Find the minimum and maximum of $f(x,y,z)=3x+2y+4z$ subject to constraint $x^2+2y^2+6z^2=9$

Question

I have $g=g(x,y,z,\lambda)=3x+2y+4z-\lambda(x^2+2y^2+6z^2-9)$

$g_x=3-2x\lambda=0$, so $\lambda=\frac{3}{2x}$

$g_y=2-4y\lambda=0$, so $\lambda=\frac{1}{2y}$

$g_z=4-12z=0$, so $\lambda=\frac{1}{3z}$

From here I'm not sure what to do.

Answer 1

You were on the right track. You also need $g_\lambda=-(x^2+2y^2+6z^2-9)=0$.

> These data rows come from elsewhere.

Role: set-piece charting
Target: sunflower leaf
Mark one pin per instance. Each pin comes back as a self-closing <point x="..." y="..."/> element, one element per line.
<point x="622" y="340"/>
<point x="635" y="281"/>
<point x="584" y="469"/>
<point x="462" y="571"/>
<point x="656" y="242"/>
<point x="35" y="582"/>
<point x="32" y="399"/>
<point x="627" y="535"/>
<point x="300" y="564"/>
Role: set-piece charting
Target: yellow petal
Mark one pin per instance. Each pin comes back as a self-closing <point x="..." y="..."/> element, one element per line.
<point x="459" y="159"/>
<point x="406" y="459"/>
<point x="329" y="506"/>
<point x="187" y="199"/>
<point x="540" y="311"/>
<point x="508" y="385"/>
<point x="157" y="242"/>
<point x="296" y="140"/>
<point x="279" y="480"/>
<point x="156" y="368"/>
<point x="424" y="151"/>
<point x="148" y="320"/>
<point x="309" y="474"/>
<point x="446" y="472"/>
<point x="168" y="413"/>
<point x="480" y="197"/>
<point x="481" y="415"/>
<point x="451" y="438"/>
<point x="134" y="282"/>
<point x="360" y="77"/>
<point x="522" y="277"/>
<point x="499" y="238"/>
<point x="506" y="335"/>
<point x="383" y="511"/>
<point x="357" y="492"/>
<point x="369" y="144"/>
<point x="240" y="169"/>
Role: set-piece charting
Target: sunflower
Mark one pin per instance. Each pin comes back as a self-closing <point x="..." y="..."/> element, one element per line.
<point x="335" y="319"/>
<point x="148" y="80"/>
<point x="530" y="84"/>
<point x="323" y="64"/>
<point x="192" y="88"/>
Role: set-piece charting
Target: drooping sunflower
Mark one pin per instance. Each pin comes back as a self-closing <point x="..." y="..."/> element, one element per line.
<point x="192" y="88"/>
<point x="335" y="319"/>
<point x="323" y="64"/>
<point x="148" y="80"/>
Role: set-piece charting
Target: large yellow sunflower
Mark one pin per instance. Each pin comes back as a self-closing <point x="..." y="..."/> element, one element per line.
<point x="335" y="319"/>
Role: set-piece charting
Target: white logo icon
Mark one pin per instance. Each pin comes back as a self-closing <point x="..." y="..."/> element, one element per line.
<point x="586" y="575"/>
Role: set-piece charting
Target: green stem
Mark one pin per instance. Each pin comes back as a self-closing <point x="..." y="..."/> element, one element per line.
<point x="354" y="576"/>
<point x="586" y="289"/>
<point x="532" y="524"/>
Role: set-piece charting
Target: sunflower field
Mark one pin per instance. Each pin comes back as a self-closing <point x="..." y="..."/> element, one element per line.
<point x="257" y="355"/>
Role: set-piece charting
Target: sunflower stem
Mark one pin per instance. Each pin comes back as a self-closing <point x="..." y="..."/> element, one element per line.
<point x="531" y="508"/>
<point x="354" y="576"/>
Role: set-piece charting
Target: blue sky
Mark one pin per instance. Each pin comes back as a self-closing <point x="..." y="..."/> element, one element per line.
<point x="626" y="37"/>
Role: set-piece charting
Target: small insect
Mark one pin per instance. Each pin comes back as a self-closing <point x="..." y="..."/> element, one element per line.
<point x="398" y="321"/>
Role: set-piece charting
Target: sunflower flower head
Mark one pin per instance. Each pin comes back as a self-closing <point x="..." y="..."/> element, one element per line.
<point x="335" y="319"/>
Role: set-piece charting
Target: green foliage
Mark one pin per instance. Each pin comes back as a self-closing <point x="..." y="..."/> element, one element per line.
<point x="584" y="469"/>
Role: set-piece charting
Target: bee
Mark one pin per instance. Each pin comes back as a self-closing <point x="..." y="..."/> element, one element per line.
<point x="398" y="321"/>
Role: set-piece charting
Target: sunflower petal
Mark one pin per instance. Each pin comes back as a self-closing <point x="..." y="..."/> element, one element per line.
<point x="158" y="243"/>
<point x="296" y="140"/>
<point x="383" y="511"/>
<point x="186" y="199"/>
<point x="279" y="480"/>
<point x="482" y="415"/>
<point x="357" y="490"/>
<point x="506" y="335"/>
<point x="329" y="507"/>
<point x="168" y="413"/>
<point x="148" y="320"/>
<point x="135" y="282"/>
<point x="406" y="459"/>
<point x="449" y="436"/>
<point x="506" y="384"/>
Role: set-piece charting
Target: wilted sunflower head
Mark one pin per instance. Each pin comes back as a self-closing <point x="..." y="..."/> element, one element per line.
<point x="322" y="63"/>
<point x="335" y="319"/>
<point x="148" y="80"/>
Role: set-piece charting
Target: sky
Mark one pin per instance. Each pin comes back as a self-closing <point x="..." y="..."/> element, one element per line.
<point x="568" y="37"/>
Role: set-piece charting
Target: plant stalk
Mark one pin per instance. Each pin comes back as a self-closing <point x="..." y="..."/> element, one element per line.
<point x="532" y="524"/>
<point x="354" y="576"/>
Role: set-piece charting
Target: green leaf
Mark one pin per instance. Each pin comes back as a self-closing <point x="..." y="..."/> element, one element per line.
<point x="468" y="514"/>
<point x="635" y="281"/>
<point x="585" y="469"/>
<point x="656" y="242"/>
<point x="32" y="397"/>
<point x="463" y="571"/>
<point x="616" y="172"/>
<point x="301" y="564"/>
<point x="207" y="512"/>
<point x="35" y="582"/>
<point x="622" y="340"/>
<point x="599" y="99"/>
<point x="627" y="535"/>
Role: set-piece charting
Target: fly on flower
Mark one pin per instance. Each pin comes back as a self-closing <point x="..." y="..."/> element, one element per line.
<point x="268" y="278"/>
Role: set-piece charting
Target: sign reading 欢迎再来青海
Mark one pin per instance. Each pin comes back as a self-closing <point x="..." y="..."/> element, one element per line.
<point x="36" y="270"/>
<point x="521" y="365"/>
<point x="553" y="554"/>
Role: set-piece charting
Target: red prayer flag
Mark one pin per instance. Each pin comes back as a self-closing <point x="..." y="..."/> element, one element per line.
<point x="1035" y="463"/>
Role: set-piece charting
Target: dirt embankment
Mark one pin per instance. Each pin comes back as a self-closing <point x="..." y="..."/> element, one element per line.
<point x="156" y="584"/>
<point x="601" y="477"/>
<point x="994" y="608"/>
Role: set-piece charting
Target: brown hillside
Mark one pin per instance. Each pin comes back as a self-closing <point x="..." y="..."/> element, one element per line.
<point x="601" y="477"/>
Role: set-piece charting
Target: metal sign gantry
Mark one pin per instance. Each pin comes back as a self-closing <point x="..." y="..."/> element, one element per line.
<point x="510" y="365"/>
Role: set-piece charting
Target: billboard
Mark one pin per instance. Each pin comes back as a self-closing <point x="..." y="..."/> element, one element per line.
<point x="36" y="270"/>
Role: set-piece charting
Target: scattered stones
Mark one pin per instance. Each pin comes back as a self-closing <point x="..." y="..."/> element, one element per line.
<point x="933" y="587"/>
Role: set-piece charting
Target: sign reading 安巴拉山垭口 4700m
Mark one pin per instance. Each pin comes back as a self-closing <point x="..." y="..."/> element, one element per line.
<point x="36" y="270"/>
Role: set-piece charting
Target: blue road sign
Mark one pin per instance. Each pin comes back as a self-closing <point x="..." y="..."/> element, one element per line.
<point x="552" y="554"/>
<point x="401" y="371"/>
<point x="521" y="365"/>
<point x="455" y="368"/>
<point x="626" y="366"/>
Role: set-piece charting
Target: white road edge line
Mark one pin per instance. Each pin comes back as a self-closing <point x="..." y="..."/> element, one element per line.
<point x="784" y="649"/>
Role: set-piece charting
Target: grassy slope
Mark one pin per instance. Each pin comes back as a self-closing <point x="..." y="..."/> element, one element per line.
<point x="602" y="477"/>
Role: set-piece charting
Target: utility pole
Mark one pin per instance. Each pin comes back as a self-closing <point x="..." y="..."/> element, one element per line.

Expressing $x, y, $ and $z$ in terms of $\lambda$ $\left[x=\dfrac3{2\lambda}, y=\dfrac1{2\lambda}, z=\dfrac1{3\lambda}\right]$

yields $\left(\dfrac3{2\lambda}\right)^2+2\left(\dfrac1{2\lambda}\right)^2+6\left(\dfrac1{3\lambda}\right)^2=9.$

Now solve for $\lambda$. Then you can solve for $x, y, $ and $z$.

Finally you can calculate $3x+2y+4z$.

Answer 2

An alternative method is to use the Cauchy-Schwarz inequality. The $3$-tuples version states that $$(a_1^2 +a_2^2 + a_3^2)(b_1^2 +b_2^2 + b_3^2)\ge (a_1 b_1 +a_2 b_2 + a_3 b_3)^2$$ for all real $3$-tuples $(a_1,a_2,a_3)$ and $(b_1,b_2,b_3),$ with equality holding if and only if $a_1=a_2=a_3=0$ or there exists a real number $r$ such that $(a_1 r,a_2 r,a_3 r) = (b_1,b_2,b_3).$

Let $(x,y,z)$ be a real triple satisfying $x^2+2y^2+6z^2 = 9.$ Choosing \begin{align*} (a_1,a_2,a_3) &= \left(3,\sqrt{2},\frac{2\sqrt{2}}{\sqrt{3}}\right),\\ (b_1,b_2,b_3) &= (x,\sqrt{2}y,\sqrt{6}z), \end{align*} the Cauchy-Schwarz inequality yields \begin{align*} 123 &= \left(3^2+\sqrt{2}^2+\left(\frac{2\sqrt{2}}{\sqrt{3}}\right)^2\right)\cdot 9\\ &= \left(3^2+\sqrt{2}^2+\left(\frac{2\sqrt{2}}{\sqrt{3}}\right)^2\right)(x^2+2y^2+6z^2)\\ &= \left(3^2+\sqrt{2}^2+\left(\frac{2\sqrt{2}}{\sqrt{3}}\right)^2\right)(x^2+(\sqrt{2}y)^2+(\sqrt{6}z)^2)\\ &\ge (3x+2y+4z)^2. \end{align*} Thus, $\sqrt{123}\ge |3x+2y+4z|,$ which yields the bounds $$\sqrt{123}\ge 3x+2y+4z\ge -\sqrt{123}.$$ Using the equality criteria for Cauchy-Schwarz, we can derive equality cases: the upper bound is achieved at $$(x,y,z)=\left(\frac{9\sqrt{3}}{\sqrt{41}},\frac{3\sqrt{3}}{\sqrt{41}},\frac{2\sqrt{3}}{\sqrt{41}}\right)$$ and the lower bound is achieved at the negative of that vector.